In a recent case decided by the United States District court of the Northern District of Illinois, the defendant alarm company’s motion to dismiss was denied. The facts of the case indicated that the plaintiff stored merchandise in a warehouse. The alarm company had a contract with the owner of the warehouse, under which it provided and monitored the warehouse’s security system. The alarm company was given access to the warehouse to assess and document security vulnerabilities, with the understanding that the resulting information was confidential and was to be securely maintained. The alarm company performed its assessment and prepared diagrams and descriptions of the warehouse that revealed security vulnerabilities.
Burglars broke into the warehouse and stole merchandise. They did so by cutting through the roof at a location that was not monitored and bypassed the security system. The plaintiff filed its lawsuit for negligence, alleging that the alarm company negligently maintained the information allowing it to fall into the hands of burglars, and further alleging that the information had been compromised and that the defendant failed to warn the warehouse company or its tenants and failed to increase security.
The alarm company moved to dismiss, arguing that it owed the plaintiff no tort duty and further alleging the exculpatory and limitation of liability provision which was included in the contract between the alarm company and the landlord.
In its complaint, the plaintiff alleged that the alarm company negligently maintained the information identifying security vulnerabilities and that the burglars received and exploited that information to commit their crimes. The alarm company argued that it cannot be sued in negligence because it acted pursuant to a contract.
The court pointed out that the defendant’s argument was foreclosed by the Illinois Supreme Court, which held that the “plaintiff’s action is better characterized as a tort action than as a contract action and as such, no privity is required.” Further, the court stated that in a previous decision the court held that the company owed a duty, to people lawfully on the property, to exercise reasonable care in the performance of its contractual obligations.
Therefore, the court found that the defendant alarm company’s claim that it owed no duty in tort because it acted pursuant to a contract must be rejected, and that the alarm company’s alternative argument that the plaintiff should be bound by the exculpatory and damages-limiting provision in the contract with the owner of the warehouse is foreclosed, as the plaintiffs were not bound by contracts to which they are not a party.
Therefore, the alarm company’s motion to dismiss was denied and the matter will go to trial.
In preparing alarm contracts for security companies we always attempt to add a third-party indemnification provision, which effectively states that in the event an action is brought against the alarm company by a third party, then the party to the contract (subscriber) with the alarm company will indemnify the alarm company for any claims that may be made by any third party.
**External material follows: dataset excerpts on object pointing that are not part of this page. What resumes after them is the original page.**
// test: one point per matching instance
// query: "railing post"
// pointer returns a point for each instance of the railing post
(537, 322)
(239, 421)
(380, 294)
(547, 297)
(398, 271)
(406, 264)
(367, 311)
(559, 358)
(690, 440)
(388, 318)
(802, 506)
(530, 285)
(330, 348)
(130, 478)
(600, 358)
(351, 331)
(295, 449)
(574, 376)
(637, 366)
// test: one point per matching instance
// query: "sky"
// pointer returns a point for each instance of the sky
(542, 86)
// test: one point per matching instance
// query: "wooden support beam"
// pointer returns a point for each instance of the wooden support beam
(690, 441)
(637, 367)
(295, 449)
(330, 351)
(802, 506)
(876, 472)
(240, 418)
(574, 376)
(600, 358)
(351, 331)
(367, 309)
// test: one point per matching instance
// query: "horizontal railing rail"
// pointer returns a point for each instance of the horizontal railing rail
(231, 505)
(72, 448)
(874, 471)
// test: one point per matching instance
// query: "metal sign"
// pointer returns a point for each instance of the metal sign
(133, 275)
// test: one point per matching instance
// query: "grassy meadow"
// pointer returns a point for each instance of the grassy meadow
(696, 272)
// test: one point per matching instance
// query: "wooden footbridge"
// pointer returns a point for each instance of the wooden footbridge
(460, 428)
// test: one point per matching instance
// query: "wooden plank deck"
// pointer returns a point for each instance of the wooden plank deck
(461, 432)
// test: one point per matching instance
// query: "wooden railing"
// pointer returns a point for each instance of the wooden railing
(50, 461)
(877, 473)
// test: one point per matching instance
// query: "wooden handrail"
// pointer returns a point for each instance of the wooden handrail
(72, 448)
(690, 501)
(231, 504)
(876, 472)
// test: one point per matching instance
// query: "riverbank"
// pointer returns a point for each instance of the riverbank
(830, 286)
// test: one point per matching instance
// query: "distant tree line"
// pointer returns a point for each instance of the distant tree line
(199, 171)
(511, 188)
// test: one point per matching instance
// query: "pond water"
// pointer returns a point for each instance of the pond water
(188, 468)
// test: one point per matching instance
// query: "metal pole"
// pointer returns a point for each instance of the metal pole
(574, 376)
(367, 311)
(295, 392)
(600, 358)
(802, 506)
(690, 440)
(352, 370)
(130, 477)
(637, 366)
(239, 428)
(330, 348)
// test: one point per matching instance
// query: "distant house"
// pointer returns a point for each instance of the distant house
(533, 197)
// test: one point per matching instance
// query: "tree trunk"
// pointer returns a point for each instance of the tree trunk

Normally, the party to the contract will have liability insurance that would cover them for any loss.
In this case, the plaintiff was insured and apparently a good portion of the loss was paid by the insurance carrier, who was the true plaintiff in this matter by way of subrogation. I have not seen the contract in this case, but I would have to assume that there was no third-party indemnification provision in the contract or the result would have been much different, because it would have allowed the alarm company to seek indemnification from the owner of the property.
Readers Ask
Q: Is there a federal or California state requirement that pertains to cloud-based storage needing to be located on U.S. soil or can it be hosted in another country? I understand that there might be corporate or Department of Defense (DOD) requirements, but is there any legal precedent?To read the answer, go to SDMmag.com. Click the Columns tab and select Security & the Law.
To ask Les Gold a question, e-mail sdm@bnpmedia.com.
Answer:
This question comes up frequently, particularly in the export context, so I have discussed it with my partner Su Ross, who is our resident expert on export matters. Ross advises there are restrictions about what products and their technical data can be either physically exported or made available for viewing by foreign nationals (either in their home country or when visiting the U.S. company). In that context, companies usually contract for the server to be located in the U.S. The other area where the topic comes up is in government contracts where the government agencies impose the requirement that the servers be located in the U.S.
In addition, there are two other categories of limitations to keep in mind. The U.S. has economic sanctions on various countries, so the servers could not be located in one of those countries, such as Iran, Syria, Sudan, Cuba, North Korea, etc. The related issue would be that the U.S. government publishes lists of individuals and entities with which Americans are barred from doing business, domestically and internationally, called Denied Parties. As such, any outside-the-U.S. provider (such as the host of the foreign-based server) would need to be screened against those lists. Other than that, we are not aware of any legal or regulatory restrictions limiting where U.S. company servers may be located.